Hal yang sebaiknya dilakukan orangtua yaitu tetap mengajak dan membujuk anak melakukan aktivitasnya di jam yang telah ditentukan. “Kerjakan menempel ini dulu Dek, sebentar saja. Kalau sudah selesai nanti baru main.” Orangtua juga harus siap bila anak melakukan negosiasi dan mempunyai alasan. Dalam menyikapinya, tergantung pilihan orangtua apakah mau konsisten ataukah tidak. Misal, ketika anak merengek tetap mau main, orangtua harus jelaskan konsekuensi logisnya, “Kamu selesaikan dulu pekerjaan menempel ini. Kalau sudah selesai kamu bisa cepat main dengan temanmu.”
Kalau anak tetap merengek, orangtua tetap harus menyadari, di jam tersebut anak tetap harus belajar. Berikan alasan logisnya. . Bisa saja yang terjadi kemudian anak mau melakukannya dengan malas-malasan atau asal-asalan. Itu tak masalah asalkan anak melakukan sesuatu hingga selesai atau tuntas. Setelah selesai anak mengerjakannya, jangan lupa beri apresiasi. “Tuh kan kamu bisa cepat. Kalau selesai sekarang kamu boleh bermain.”
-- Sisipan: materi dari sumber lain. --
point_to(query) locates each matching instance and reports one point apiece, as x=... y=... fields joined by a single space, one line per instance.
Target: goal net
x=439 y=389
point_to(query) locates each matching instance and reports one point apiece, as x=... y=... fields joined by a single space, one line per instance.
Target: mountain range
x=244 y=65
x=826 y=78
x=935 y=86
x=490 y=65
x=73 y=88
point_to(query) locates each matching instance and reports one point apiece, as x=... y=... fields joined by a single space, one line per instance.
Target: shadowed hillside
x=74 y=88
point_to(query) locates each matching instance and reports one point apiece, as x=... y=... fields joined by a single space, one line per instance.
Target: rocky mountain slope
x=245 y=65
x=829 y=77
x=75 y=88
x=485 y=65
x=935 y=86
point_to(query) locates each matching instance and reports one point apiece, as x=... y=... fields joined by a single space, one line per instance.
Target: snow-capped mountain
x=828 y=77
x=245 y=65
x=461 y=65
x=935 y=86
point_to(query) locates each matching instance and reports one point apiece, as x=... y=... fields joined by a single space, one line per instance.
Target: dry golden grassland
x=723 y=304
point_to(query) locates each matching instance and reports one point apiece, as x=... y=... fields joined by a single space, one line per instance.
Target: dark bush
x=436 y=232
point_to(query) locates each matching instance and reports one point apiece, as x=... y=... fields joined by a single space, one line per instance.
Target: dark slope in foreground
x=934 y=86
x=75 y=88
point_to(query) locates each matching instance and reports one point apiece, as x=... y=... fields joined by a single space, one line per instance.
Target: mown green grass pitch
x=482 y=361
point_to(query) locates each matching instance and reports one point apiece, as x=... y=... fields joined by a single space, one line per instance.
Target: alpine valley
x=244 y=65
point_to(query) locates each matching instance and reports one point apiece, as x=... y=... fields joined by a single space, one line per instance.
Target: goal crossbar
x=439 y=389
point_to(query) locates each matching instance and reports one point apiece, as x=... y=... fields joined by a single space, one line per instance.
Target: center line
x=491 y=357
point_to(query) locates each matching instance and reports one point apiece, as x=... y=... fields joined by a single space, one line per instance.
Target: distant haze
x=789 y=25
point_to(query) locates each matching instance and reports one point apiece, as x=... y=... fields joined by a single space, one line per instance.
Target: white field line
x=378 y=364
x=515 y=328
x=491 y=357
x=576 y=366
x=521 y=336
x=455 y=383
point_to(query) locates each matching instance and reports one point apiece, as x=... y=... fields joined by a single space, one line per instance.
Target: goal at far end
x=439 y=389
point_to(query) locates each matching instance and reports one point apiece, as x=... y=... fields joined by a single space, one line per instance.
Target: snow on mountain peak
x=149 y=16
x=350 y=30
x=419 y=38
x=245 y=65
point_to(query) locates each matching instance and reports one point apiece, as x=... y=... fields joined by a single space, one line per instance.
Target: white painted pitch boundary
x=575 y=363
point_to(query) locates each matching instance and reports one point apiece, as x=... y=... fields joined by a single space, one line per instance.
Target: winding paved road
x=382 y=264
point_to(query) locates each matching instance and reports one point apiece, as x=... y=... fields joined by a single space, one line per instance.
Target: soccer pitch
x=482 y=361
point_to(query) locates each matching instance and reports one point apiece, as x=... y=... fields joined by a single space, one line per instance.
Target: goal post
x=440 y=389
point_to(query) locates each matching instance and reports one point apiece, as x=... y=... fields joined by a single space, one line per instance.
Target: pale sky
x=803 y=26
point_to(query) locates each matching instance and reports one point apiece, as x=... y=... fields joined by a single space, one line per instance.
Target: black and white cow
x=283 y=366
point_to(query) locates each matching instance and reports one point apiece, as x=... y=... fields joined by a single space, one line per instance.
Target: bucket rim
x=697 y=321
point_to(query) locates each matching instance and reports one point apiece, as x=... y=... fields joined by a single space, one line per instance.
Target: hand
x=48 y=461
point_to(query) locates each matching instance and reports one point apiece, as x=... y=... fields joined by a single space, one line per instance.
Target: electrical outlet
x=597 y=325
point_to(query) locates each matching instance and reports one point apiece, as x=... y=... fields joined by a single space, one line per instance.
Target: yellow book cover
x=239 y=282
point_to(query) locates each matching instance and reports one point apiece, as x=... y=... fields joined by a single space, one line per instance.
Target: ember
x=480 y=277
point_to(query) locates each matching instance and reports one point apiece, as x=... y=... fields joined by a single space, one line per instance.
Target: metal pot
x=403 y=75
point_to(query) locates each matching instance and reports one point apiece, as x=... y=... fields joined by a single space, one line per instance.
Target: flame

Adakalanya orangtua juga harus mempunyai toleransi anak tidak melakukan kegiatannya. Terutama pada kondisi-kondisi tertentu seperti saat anak sakit misalnya.
Sering ditemui, ketika orangtua menghadapi situasi seperti contoh di atas, orangtua merespons rengekan si anak atau menimpalinya dengan kata-kata. Akhirnya yang terjadi adalah emosi orangtua terpancing. Dalam kondisi ini, orangtua jangan terburu-buru ingin menyelesaikan rengekan si anak. Berilah waktu dan ruang bagi anak menumpahkan emosinya. Tunggui anak ketika merengek-rengek, jangan beri komentar macam-macam. Kalaupun orangtua ingin memeluknya, silakan. tetapi jangan beri komentar apa pun.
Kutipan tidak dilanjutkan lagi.